Most big highway-haul fleets are wired up and ready as the law was designed to prevent these types of long-haul drivers from fudging paper log books and driving while tired. But some independents, smaller operators and construction vocational fleets are still unprepared, or scrambling now to find and set up an ELD system before December 18.
“There is a lot of panic buying,” says Josh DeCock, product management director, Pedigree Technologies. “We have partners who say their customers are going to wait to see how seriously the FMCSA is about enforcing it and if there are big fines. If there are not big fines they may wait until April or May.”
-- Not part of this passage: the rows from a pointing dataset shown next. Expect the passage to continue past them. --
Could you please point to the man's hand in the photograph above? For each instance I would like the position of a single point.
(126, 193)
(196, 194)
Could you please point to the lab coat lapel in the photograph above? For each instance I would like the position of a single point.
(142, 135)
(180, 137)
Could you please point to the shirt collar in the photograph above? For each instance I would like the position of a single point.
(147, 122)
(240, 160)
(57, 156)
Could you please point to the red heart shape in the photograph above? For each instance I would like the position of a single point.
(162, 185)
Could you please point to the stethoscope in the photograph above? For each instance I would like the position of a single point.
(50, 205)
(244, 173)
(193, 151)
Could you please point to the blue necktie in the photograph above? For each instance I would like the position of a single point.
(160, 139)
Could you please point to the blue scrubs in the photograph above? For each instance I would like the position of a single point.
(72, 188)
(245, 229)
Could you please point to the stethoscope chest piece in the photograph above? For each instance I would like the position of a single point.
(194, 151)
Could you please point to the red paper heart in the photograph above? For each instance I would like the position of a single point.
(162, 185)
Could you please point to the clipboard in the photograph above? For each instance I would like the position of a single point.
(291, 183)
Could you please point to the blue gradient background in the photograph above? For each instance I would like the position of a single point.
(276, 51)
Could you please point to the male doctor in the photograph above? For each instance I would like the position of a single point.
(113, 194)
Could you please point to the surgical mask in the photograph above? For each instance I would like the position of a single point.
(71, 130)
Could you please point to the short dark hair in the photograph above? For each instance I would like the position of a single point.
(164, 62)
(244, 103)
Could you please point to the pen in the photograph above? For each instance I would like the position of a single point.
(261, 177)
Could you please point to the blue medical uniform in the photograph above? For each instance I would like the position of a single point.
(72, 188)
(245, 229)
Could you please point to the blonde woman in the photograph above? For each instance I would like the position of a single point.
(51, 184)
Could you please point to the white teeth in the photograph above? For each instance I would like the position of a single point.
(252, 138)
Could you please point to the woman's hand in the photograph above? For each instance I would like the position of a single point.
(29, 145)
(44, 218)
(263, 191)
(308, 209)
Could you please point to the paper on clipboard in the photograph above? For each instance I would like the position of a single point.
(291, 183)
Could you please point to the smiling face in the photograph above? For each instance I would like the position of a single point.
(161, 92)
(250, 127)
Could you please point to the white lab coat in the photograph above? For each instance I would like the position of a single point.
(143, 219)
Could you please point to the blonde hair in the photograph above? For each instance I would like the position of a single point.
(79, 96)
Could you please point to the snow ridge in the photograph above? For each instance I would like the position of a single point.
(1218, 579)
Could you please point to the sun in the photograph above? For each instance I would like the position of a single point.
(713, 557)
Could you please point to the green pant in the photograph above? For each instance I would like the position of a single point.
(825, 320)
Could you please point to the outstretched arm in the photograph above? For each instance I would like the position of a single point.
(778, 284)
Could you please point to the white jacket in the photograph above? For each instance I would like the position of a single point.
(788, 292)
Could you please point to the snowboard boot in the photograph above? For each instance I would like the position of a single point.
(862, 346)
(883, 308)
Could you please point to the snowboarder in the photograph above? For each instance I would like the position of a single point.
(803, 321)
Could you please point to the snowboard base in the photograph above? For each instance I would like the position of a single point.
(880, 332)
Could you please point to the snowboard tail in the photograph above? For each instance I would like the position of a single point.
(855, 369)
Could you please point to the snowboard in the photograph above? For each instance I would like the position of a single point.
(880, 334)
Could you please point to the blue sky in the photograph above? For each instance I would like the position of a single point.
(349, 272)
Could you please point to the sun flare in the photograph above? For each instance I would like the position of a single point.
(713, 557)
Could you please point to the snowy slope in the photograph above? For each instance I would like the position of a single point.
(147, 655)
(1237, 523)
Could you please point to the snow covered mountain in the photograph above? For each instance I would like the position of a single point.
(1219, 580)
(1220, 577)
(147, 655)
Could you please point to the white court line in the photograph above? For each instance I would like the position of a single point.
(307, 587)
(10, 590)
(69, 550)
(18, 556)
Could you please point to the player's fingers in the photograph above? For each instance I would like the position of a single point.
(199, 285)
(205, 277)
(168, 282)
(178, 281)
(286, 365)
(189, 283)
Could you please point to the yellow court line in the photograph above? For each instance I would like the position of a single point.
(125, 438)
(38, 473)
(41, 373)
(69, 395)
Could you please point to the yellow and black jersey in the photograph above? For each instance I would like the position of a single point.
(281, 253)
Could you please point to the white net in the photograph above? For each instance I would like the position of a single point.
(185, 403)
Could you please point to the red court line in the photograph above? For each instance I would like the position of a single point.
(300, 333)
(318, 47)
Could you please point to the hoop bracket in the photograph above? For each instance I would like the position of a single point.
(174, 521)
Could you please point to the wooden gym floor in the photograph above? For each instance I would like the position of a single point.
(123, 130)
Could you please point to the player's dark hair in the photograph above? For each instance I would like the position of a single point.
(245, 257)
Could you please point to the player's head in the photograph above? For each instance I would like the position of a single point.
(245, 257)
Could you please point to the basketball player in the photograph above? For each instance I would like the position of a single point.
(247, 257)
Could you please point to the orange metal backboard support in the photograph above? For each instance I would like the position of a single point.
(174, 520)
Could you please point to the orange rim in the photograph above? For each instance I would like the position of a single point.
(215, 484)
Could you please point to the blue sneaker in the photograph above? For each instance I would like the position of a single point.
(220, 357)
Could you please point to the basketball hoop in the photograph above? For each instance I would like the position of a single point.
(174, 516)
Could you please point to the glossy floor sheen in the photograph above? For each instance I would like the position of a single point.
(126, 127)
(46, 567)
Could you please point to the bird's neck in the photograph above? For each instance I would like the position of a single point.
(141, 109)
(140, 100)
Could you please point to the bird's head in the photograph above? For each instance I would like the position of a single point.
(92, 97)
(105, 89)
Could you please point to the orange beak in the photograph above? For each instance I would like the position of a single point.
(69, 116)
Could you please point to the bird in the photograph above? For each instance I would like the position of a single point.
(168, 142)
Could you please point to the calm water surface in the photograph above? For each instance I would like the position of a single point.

So, some are scrambling and some are gambling. And that doesn’t mean there aren’t penalties for not having an ELD. According to our sister publication Commercial Carrier Journal:
The Commercial Vehicle Safety Alliance, which is made up of enforcement officials and meant to provide uniformity in enforcement of trucking and bus regulations, says it has notified the Federal Motor Carrier Safety Administration of its plan to begin citation enforcement December 18 and out-of-service enforcement in April.
Inspectors will, at their discretion, begin issuing citations for non-compliance with the federal electronic logging device mandate on the December 18 deadline. However, the 10-hour out-of-service order associated with non-compliance with the mandate will begin April 1, 2018, CVSA also announced.
“After December 18, 2017, if you don’t have an AOBRD or ELD the violation will be cited, and a driver could be fined, but they won’t be put out of service. Companies that continually violate the rule could be subject to federal investigation as well,” says FMCSA spokesperson Duane DeBruyne.
The problem last-minute panic buyers are going to encounter is that you can’t just stop at your local Walmart and pick up an ELD. Most systems have to be plugged into your truck’s on-board diagnostic port, and drivers have to be trained in the basics of ELD data entry. Demand for the devices and cables is skyrocketing and the vendors also have to scale up their servers for systems that record hours of service via telematics in the cloud.
According to April Dennis, marketing management director at Pedigree Technologies, people are calling and expecting an immediate solution. If they don’t get a return call in two hours, they’re upset, she says.
“If you haven’t purchased a system by now, you’re not going to get there by the deadline,” says Pete Allen, chief client officer, MiX Telematics. “There are some systems that are plug-and-play, where they can update to a cell phone. But training may be impossible at this point.”
As for what a sufficient lead time would be, Allen says it depends on the vendor and how sophisticated the system is. “If they are purchasing a plug-and-play system, it can be a matter of a few weeks. It’s simple and easy to do.”
But if you have to spend the money and do the training, why not get a more sophisticated system that will measure more than just driver hours—a telematics system that can deliver ROI and put money back into the company.
“If you are looking for a full-blown telematics solution that does more than just ELD—something that monitors driver behavior, safety, fuel economy, asset tracking and efficiency—that is going to take a month or two of planning and implementation depending on fleet size,” says Allen.